Lancée le mercredi 10 avril dernier par l’association 40 millions d’automobilistes, la pétition demandant de plafonner le prix du carburant à 1,50 euro le litre en France est un carton. Retour en 3 questions sur cette opération pour mieux comprendre ce phénomène.
Quel est l’objectif de la pétition ?
Sur le site dédié, l’association n’y va pas par quatre chemins et dresse un réquisitoire contre l’inflation du prix des carburants :
Consommés quotidiennement par des millions d’usagers de la route, les carburants routiers sont également touchés de plein fouet par l’inflation. Les prix affichés en station-service dernièrement sont sans précédent et flirtent allègrement avec les 2€/L. En 1 an, le litre de SP95 a ainsi gagné 32 cts€ et celui du gazole a augmenté de 21 cts€. Cela correspond à un surcoût moyen d’un peu plus de 200 € par an (+13,3%) pour chaque automobiliste.
Elle demande donc : « L’État doit agir de toute urgence pour réformer la fiscalité sur les carburants, afin de modérer leur prix et préserver la mobilité et le pouvoir d’achat des ménages français.Objectif : garantir aux citoyens que les prix affichés à la pompe soient toujours inférieurs à 1,50€, seul tarif limite acceptable ».
Pour rappel, d’après une récente étude de l’association CLCV (Consommation, logement, cadre de vie), les taxes de l’État restent bien le poste le plus important dans le prix que nous payons lorsque nous passons à la pompe. Les experts ont toutefois noté que les marges des distributeurs ont explosé depuis l’année dernière, sans aucune autre justification que la recherche du profit. Un point qui n’est pas mentionné dans cette pétition.

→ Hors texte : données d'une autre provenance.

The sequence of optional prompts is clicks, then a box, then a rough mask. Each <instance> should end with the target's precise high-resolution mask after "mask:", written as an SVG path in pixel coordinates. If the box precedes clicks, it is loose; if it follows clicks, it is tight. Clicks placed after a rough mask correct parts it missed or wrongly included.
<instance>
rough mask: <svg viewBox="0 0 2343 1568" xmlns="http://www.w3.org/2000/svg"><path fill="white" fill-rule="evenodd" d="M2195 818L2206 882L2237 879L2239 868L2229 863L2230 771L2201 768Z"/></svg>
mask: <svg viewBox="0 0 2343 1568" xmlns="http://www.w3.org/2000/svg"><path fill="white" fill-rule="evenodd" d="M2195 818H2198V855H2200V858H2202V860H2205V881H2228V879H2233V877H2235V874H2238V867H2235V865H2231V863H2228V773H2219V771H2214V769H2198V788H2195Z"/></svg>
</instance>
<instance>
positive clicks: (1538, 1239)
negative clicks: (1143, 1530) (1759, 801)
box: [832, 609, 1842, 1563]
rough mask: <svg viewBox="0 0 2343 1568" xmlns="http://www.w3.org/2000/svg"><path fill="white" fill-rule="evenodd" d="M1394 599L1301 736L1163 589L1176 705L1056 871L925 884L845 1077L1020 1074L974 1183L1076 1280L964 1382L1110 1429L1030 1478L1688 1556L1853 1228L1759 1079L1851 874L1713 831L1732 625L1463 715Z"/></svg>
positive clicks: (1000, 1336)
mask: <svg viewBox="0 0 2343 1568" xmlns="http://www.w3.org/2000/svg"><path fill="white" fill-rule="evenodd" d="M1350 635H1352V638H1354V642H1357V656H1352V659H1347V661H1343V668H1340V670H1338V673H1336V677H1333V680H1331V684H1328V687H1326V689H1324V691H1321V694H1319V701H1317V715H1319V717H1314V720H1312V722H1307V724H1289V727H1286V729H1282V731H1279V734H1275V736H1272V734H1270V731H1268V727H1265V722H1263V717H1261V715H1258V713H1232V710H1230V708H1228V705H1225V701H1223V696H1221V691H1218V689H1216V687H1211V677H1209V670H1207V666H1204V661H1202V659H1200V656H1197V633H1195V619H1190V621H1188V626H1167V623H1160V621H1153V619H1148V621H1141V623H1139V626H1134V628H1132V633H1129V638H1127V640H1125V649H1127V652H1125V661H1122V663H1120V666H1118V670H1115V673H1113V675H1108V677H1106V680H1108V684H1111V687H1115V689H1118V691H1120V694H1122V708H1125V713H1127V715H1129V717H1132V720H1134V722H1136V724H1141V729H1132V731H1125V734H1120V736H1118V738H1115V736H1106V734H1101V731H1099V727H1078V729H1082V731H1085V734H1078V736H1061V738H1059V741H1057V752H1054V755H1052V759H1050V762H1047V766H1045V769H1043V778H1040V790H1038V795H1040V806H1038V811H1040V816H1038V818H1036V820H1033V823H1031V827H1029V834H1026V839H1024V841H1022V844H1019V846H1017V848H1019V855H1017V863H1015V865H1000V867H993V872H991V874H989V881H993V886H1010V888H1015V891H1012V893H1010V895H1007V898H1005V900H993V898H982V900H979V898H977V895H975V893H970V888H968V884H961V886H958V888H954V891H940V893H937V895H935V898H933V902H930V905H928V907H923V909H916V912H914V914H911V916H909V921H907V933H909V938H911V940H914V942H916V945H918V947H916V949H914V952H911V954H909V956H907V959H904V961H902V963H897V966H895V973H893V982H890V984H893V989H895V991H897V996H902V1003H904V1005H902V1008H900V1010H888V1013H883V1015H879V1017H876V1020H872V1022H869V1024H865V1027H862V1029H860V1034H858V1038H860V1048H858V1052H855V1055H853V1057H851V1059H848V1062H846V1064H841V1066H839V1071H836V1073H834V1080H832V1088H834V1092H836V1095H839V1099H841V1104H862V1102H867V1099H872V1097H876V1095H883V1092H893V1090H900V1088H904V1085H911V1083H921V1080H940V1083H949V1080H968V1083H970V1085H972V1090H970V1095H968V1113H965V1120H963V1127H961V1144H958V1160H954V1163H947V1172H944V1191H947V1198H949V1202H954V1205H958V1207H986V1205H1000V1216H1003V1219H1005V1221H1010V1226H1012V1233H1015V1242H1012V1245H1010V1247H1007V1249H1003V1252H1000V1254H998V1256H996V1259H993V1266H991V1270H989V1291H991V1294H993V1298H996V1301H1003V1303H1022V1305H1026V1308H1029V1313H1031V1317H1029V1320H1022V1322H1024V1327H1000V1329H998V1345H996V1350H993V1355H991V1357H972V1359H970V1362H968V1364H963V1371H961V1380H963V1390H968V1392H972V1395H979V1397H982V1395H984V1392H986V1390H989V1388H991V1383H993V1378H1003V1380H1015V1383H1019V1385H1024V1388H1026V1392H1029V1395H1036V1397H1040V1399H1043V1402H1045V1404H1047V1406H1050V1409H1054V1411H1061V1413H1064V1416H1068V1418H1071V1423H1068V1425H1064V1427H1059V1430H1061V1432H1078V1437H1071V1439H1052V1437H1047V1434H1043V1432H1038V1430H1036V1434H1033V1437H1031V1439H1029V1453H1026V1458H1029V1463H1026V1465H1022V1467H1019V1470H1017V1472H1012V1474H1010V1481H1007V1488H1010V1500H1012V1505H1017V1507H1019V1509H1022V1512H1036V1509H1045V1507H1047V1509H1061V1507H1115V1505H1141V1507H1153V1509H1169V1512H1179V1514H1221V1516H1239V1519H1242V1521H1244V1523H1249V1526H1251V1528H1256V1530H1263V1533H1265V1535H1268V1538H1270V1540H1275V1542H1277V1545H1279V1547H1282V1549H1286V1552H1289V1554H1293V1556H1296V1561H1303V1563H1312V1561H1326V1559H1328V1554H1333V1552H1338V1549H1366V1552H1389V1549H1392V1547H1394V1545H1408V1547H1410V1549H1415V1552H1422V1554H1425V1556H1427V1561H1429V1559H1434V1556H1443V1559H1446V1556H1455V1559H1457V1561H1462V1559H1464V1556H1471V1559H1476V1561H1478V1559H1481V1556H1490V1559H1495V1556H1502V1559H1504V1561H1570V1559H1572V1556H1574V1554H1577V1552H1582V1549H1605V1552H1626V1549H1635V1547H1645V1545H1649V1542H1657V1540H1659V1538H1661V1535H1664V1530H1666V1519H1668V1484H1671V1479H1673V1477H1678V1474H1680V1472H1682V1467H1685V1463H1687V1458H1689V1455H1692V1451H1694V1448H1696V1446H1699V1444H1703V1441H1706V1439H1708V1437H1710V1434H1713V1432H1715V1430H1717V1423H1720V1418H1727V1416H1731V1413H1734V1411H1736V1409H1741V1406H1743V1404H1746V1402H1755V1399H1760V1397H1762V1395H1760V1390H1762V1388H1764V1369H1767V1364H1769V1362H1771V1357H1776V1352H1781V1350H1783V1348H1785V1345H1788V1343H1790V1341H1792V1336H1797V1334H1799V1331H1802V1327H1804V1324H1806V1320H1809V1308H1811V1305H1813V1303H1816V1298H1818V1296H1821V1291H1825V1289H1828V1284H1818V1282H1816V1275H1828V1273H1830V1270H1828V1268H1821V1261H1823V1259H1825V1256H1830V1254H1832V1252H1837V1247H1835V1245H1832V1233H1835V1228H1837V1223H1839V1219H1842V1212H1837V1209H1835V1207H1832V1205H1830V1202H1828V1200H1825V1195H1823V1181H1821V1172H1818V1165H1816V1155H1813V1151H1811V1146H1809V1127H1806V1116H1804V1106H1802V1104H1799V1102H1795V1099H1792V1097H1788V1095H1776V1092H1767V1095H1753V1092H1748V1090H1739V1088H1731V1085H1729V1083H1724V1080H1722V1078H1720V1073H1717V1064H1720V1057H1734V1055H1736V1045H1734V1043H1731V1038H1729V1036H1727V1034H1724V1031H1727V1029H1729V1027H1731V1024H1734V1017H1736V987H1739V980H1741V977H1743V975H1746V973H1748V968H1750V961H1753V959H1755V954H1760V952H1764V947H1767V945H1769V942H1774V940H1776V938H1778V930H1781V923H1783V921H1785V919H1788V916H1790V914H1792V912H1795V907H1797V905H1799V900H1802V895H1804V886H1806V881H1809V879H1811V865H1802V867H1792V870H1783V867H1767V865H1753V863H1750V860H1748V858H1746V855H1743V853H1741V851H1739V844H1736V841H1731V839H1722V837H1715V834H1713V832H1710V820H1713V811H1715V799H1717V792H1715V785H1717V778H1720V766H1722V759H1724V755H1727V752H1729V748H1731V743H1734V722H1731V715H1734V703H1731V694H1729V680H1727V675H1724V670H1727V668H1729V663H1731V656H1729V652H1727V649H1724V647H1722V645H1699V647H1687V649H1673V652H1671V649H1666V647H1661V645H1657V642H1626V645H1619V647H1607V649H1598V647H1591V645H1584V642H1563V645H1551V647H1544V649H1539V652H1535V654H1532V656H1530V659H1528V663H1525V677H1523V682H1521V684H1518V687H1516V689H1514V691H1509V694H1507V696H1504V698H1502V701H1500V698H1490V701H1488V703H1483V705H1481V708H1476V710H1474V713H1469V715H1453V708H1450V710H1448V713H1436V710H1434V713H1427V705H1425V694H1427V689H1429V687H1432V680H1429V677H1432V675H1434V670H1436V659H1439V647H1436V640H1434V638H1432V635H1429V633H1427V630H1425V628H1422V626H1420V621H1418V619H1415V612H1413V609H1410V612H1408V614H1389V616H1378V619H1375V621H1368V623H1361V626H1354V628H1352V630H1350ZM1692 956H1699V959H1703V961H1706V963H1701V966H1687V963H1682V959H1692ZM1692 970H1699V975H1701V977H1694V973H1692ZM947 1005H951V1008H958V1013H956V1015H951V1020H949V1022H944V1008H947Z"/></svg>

Rappelons par ailleurs que ces taxes servent à financer en partie la Sécurité sociale, mais aussi les collectivités locales et leurs services publics, ou encore les infrastructures routières. Il ne s’agit donc pas uniquement d’argent abstrait que l’on enverrait dans les caisses de l’État sans jamais en revoir la couleur.
Est-ce que ça marche ?
La pétition est un véritable carton depuis quelques jours. Dans un article publié vendredi, Le Figaro annonçait 1.038.796 signatures. On peut légitimement penser qu’il a largement augmenté tout au long du week-end. 40 millions d’automobilistes espère que cela va alerter au sommet de l’État pour l’inciter à agir sur les taxes.
Le gouvernement doit-il s’inquiéter ?
Cette initiative pourrait interpeller le gouvernement. Comme le soulignent à juste titre nos confrères, le mouvement des gilets jaunes était notamment parti suite à une pétition lancée par Priscillia Ludosky en 2018. Cette mobilisation sociale dénonçait initialement le prix des carburants avant d’aborder ensuite de nombreux autres aspects.